· · · ·

Nihal

Beta Leporis, 9 Leporis

Proper NameNihal
Bayer DesignationBeta Leporis
Flamsteed Number9 Leporis
BSC1829
HD36079
ConstellationLepus
Right Ascension5h 28m 15s
Declination-20° 45' 34"
Distance160 light years
49 parsecs
MagnitudeApparent: +2.8
Absolute: -0.6
Spectral ClassG5II Yellow Bright Giant
Optimum VisibilityDecember / January

Nihal is the second brightest star of Lepus, lying close to Arneb near the centre of the constellation of the Hare that lies directly southward of Orion. Of the two stars, Nihal is much closer to the Solar System than Arneb (at a distance of some 160 light years, compared to Arneb's distance of about 2,200 light years). Arneb, however, is an intensely luminous supergiant, and so despite the stars' relative distances, it still appears rather brighter than Nihal in the sky.

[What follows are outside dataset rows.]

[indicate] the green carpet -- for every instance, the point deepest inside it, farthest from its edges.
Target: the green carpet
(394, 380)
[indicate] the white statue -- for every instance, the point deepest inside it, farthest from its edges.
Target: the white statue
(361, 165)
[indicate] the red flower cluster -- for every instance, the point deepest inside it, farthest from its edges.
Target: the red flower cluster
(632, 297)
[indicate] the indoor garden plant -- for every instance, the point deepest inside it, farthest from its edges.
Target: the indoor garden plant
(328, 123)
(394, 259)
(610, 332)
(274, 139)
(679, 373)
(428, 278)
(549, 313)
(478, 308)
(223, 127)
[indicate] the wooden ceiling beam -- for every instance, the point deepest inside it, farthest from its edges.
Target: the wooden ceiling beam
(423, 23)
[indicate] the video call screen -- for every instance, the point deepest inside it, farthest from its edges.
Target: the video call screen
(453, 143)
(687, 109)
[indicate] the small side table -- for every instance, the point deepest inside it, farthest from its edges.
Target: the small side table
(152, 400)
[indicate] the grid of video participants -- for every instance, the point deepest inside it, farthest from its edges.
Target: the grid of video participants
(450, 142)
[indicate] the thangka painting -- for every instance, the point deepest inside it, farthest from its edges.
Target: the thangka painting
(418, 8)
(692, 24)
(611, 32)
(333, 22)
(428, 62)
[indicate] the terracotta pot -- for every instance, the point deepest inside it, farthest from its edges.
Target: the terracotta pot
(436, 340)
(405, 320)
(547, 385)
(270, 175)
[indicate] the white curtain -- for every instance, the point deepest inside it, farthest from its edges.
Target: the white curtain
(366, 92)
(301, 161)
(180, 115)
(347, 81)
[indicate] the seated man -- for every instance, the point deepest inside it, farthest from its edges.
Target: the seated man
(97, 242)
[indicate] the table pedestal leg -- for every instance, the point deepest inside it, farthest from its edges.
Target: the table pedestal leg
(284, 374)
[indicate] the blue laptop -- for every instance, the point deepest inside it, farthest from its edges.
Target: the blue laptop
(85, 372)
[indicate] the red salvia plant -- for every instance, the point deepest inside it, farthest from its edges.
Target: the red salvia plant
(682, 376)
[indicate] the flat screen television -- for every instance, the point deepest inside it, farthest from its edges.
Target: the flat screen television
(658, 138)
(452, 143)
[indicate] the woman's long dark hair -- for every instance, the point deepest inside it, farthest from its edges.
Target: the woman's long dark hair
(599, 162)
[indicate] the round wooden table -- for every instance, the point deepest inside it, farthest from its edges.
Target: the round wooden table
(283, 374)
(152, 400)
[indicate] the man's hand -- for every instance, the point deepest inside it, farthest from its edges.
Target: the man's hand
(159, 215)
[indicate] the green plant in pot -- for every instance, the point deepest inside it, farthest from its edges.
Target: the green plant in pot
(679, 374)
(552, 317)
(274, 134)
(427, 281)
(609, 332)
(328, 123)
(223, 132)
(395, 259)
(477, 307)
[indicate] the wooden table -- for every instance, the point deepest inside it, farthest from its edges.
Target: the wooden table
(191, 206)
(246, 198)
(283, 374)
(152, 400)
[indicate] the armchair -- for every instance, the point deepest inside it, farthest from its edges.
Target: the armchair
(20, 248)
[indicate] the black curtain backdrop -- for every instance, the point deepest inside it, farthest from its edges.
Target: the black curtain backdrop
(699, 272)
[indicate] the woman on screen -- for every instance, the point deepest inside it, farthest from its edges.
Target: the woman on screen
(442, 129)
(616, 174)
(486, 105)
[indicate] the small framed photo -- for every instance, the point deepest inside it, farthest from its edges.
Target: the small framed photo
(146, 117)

To the Arabic astronomers who named this star, Nihal represented one of four cosmic camels in the act of drinking (the other three camels were represented by Arneb, together with Gamma and Delta Leporis to the southeast. From this association, Nihal gained its name, which originally applied to all four stars, and translates as something like 'quenching their thirst'.

Nihal is a chemically complex star, showing various unusual elements, and the fact that it is an X-ray source shows that the star is also magnetically active. Nihal is at a transitional point in its evolution, moving from the fusion of hydrogen in its core to a phase of fusing helium to form carbon. So the star is developing through a bright giant phase - making it currently more than 150 times as luminous as the Sun - toward becoming a true giant star.

This is a double star, with a faint variable companion lying less than three arcseconds away from the primary bright giant, although whether Nihal is a true binary, or merely a close optical double, has yet to be established with certainty.